The 2026 model’s early owner feedback confirms that electrical and accessory glitches remain the most commonly reported concern category in the current production year — with wiper visibility, steering and unknown categories making up the nine complaints on file. While fewer in number than prior year complaint volumes, the pattern of electrical category concerns persisting into 2026 production is worth monitoring as the model year accumulates additional owner data.

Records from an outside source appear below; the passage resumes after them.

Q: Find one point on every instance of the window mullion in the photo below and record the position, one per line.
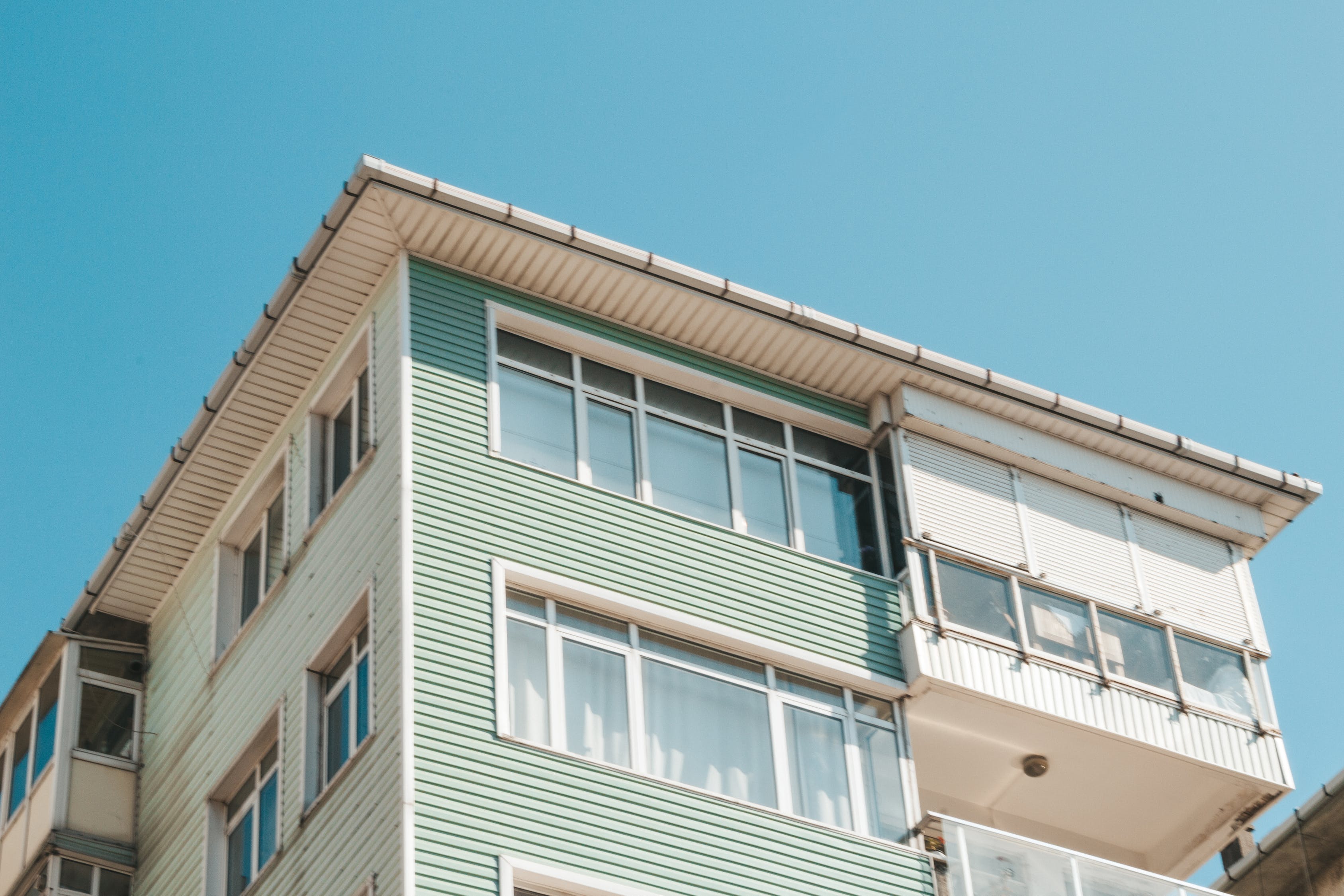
(854, 770)
(779, 746)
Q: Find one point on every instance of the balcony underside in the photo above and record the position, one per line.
(1117, 788)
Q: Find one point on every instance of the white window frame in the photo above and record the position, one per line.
(111, 683)
(250, 520)
(268, 734)
(342, 386)
(518, 874)
(556, 590)
(929, 610)
(319, 698)
(729, 397)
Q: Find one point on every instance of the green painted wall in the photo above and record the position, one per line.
(198, 719)
(479, 797)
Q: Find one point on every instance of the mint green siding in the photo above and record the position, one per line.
(200, 716)
(479, 797)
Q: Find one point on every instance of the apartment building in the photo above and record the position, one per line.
(506, 559)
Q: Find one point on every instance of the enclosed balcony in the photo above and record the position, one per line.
(69, 757)
(975, 860)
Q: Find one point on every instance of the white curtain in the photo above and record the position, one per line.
(595, 704)
(709, 734)
(527, 681)
(816, 767)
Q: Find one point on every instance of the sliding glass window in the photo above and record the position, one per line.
(620, 694)
(694, 454)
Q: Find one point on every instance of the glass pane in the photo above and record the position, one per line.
(608, 379)
(537, 422)
(592, 624)
(690, 471)
(366, 417)
(755, 426)
(693, 407)
(1214, 677)
(1003, 866)
(240, 856)
(527, 681)
(763, 496)
(709, 734)
(266, 821)
(343, 428)
(1136, 651)
(338, 731)
(113, 883)
(816, 767)
(612, 448)
(834, 452)
(527, 604)
(252, 579)
(873, 707)
(534, 354)
(77, 876)
(811, 688)
(706, 657)
(890, 506)
(240, 798)
(882, 782)
(838, 518)
(112, 663)
(107, 720)
(978, 600)
(595, 704)
(275, 540)
(1058, 625)
(362, 707)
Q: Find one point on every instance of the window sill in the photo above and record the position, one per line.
(340, 776)
(103, 759)
(756, 539)
(701, 792)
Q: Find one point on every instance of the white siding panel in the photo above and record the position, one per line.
(1078, 540)
(965, 501)
(1190, 577)
(1045, 688)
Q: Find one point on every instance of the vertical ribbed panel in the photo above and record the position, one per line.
(1062, 694)
(1190, 577)
(1080, 542)
(965, 501)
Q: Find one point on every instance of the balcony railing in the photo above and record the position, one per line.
(983, 861)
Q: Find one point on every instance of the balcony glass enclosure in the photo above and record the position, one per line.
(983, 861)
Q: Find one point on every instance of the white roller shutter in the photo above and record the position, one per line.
(964, 501)
(1078, 542)
(1190, 577)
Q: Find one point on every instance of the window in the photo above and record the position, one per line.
(253, 823)
(346, 704)
(631, 696)
(1084, 634)
(252, 555)
(34, 742)
(110, 702)
(691, 454)
(90, 880)
(342, 440)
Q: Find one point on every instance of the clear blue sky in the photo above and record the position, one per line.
(1137, 205)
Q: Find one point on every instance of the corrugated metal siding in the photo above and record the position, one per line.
(965, 501)
(1124, 712)
(479, 797)
(197, 724)
(1078, 542)
(1191, 579)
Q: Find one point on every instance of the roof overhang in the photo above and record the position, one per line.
(383, 211)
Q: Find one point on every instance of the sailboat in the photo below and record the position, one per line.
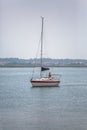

Nissan Rogue Common Problems and Reliability — Complete Chart by Model Year
| Model Year | Reliability Score | Active Recalls | Owner Complaints | Primary Problem Area | Recommendation |
| 2026 | 84 out of 100 (Excellent) | 1 | 9 | Electrical and accessory glitches | Recommended; monitor electrical |
| 2025 | 84 out of 100 (Excellent) | 1 | 103 | Unknown and visibility concerns; throttle body recall | Recommended with recall verified |
| 2024 | 79 out of 100 (Good) | 2 | 116 | Engine, electronics, throttle body recall | Good; verify recalls completed |
| 2023 | 68 out of 100 (Worst year) | 5 | 519 | Engine (123), unknown (99), engine cooling (90) | Avoid; highest complaint volume |
| 2022 | 70 out of 100 (Below average) | 6 | Above average | Engine cooling, electronics | Use caution; below-average year |
| 2021 | 70 out of 100 (Below average) | Above average | Above average | Early VC-Turbo complaints | Use caution; initial year issues |
| 2020 | 79 out of 100 (Good) | Lower | Lower | Earlier generation reliability | Good pre-VC-Turbo option |
| Platform Average | 80 out of 100 | Varies | Varies | Service brakes, electrical | Average annual repair cost $467 |
Read: 2026 Nissan X-Trail Brings Hybrid Efficiency and Family Comfort
Which Model Years to Avoid and Which to Buy
The avoid recommendation is unambiguous for the 2023 Nissan Rogue — the combination of 5 recalls, 519 owner complaints and 123 engine-specific complaints produces the worst reliability profile in the third-generation Rogue’s production history and one of the worst single-year reliability records in the compact SUV segment for that model year. Used buyers specifically should bypass 2023 examples regardless of price or mileage, because the underlying engine architecture concerns that produced this complaint volume may persist regardless of the warranty status of the specific example.
The 2021 and 2022 model years are also best avoided for buyers who prioritise reliability confidence — carrying early-generation VC-Turbo concerns that the 2023 most severely expressed and the 2024 and 2025 most significantly addressed.
The 2024 and 2025 model years are the recommended used Rogue purchases — providing the third-generation platform’s most refined and most reliable expression while beginning to accumulate the positive owner experience that independent reliability surveys confirm with above-average designations. Any 2024 or 2025 purchase should verify that the active throttle body recall has been completed through the NHTSA VIN recall lookup before finalising the purchase.
The 2025 Rogue is the best model year in recent production — the Excellent reliability designation, single recall and dramatically reduced complaint volume from 2023’s 519 to 103 represents the most meaningful reliability improvement trajectory in the nameplate’s third-generation history.